Bug 142342 - Ensure mixed content forms are detected
Summary: Ensure mixed content forms are detected
Status: NEW
Alias: None
Product: WebKit
Classification: Unclassified
Component: WebCore Misc. (show other bugs)
Version: 528+ (Nightly build)
Hardware: PC Linux
: P2 Normal
Assignee: Nobody
URL:
Keywords:
Depends on:
Blocks: 140625
  Show dependency treegraph
 
Reported: 2015-03-05 06:50 PST by Michael Catanzaro
Modified: 2023-03-03 14:14 PST (History)
1 user (show)

See Also:


Attachments

Note You need to log in before you can comment on or make changes to this bug.
Description Michael Catanzaro 2015-03-05 06:50:26 PST
If a form on an https:// page posts its result to an http:// URL we need to make sure we are displaying an insecure content warning. Otherwise there's no way to know when your credit card data is sent in the clear. There is no test for this currently. Add a test and if the test doesn't pass, fix it.

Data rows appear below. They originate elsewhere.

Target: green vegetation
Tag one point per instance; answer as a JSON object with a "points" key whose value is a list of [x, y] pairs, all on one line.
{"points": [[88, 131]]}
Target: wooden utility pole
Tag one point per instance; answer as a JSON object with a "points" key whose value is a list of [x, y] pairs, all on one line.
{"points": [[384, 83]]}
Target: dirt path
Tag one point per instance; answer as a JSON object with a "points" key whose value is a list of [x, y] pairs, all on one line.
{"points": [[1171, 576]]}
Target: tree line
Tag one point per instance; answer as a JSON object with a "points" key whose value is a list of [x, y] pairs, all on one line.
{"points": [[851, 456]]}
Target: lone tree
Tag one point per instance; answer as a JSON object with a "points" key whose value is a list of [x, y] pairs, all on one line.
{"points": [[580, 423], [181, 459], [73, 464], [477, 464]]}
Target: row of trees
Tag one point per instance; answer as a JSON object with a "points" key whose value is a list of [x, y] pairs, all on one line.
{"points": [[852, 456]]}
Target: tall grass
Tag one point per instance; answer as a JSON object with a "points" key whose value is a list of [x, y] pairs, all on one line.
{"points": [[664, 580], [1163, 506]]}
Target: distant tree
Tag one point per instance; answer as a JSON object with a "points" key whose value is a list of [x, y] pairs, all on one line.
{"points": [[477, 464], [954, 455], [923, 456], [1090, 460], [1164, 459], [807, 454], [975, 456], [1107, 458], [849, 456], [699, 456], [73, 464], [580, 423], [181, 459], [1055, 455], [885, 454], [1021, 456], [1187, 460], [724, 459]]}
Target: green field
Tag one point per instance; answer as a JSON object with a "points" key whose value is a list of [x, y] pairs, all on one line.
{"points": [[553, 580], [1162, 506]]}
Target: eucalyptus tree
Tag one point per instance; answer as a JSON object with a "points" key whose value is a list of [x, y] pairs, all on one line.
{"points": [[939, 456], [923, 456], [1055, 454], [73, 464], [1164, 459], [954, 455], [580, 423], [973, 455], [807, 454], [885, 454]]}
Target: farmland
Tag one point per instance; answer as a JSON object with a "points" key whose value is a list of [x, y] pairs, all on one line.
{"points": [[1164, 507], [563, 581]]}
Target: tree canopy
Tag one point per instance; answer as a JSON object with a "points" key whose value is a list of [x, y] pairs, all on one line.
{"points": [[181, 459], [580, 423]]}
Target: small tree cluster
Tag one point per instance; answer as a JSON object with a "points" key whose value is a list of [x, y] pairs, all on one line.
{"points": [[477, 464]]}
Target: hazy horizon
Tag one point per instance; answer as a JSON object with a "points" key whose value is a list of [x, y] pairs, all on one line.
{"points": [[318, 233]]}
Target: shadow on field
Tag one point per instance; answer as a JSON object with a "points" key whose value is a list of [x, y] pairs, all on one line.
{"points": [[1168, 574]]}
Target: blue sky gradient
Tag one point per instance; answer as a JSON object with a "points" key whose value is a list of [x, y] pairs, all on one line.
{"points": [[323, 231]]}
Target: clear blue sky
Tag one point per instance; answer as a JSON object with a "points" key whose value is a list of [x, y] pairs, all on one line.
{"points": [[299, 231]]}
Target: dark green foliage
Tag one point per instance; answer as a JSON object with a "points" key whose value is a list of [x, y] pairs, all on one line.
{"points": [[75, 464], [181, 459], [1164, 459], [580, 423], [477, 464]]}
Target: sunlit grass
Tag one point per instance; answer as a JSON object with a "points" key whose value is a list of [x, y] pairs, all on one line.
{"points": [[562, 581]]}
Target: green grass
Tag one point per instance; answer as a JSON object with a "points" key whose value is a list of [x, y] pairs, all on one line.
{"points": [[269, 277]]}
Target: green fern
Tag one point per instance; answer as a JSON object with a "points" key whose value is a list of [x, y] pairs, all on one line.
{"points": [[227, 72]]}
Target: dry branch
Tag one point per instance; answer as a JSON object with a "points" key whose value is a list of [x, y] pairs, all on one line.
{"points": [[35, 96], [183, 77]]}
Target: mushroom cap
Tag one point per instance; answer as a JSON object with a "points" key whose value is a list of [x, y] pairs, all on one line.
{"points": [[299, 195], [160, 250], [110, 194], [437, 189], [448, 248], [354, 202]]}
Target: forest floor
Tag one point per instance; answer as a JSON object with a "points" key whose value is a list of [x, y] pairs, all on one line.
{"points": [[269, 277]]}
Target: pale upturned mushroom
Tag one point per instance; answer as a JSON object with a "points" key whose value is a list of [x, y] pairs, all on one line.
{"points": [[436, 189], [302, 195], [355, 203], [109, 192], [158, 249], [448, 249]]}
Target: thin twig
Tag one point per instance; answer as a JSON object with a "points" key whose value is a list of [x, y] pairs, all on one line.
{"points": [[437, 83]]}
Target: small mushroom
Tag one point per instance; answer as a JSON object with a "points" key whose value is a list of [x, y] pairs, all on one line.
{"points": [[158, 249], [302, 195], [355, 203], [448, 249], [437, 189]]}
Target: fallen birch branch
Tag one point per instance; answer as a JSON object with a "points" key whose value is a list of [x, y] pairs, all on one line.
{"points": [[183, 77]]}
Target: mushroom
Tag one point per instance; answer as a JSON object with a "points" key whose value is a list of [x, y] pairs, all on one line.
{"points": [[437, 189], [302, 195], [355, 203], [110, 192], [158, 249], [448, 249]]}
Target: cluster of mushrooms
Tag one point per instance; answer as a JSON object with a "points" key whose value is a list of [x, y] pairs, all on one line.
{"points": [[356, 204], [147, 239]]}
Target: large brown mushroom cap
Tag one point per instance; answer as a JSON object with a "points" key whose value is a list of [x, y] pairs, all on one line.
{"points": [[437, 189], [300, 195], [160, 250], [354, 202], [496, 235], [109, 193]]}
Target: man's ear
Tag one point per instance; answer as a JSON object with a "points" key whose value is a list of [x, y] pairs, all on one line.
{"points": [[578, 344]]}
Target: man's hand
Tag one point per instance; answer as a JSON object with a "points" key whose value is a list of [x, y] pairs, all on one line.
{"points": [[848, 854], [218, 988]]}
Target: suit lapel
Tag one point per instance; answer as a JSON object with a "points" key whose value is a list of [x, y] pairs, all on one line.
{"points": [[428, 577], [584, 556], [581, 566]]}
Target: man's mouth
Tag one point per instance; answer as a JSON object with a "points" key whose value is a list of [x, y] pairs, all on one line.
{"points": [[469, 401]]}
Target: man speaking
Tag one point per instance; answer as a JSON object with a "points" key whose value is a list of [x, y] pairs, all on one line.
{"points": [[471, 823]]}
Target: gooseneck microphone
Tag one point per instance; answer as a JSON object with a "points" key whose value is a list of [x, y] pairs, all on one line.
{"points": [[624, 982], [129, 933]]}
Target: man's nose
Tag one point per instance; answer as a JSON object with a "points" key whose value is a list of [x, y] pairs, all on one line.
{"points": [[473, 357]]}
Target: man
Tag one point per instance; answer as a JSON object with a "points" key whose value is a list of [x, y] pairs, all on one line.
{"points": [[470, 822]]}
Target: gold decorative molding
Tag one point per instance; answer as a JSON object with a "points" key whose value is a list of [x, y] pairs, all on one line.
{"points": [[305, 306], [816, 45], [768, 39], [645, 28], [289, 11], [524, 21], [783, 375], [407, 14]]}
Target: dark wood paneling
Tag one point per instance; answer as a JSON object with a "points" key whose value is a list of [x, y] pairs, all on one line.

Unfortunately we cannot block this behavior for compatibility reasons (i.e. the form must be treated as "passive" content you "canDisplay" even though it would make more sense to consider it "active" content you "canRun").
Comment 1 Michael Catanzaro 2023-03-03 14:14:07 PST
(In reply to Michael Catanzaro from comment #0)
> Unfortunately we cannot block this behavior for compatibility reasons (i.e.
> the form must be treated as "passive" content you "canDisplay" even though
> it would make more sense to consider it "active" content you "canRun").

Nowadays we want to make sure the request gets upgraded or blocked, whatever the mixed content spec says should happen.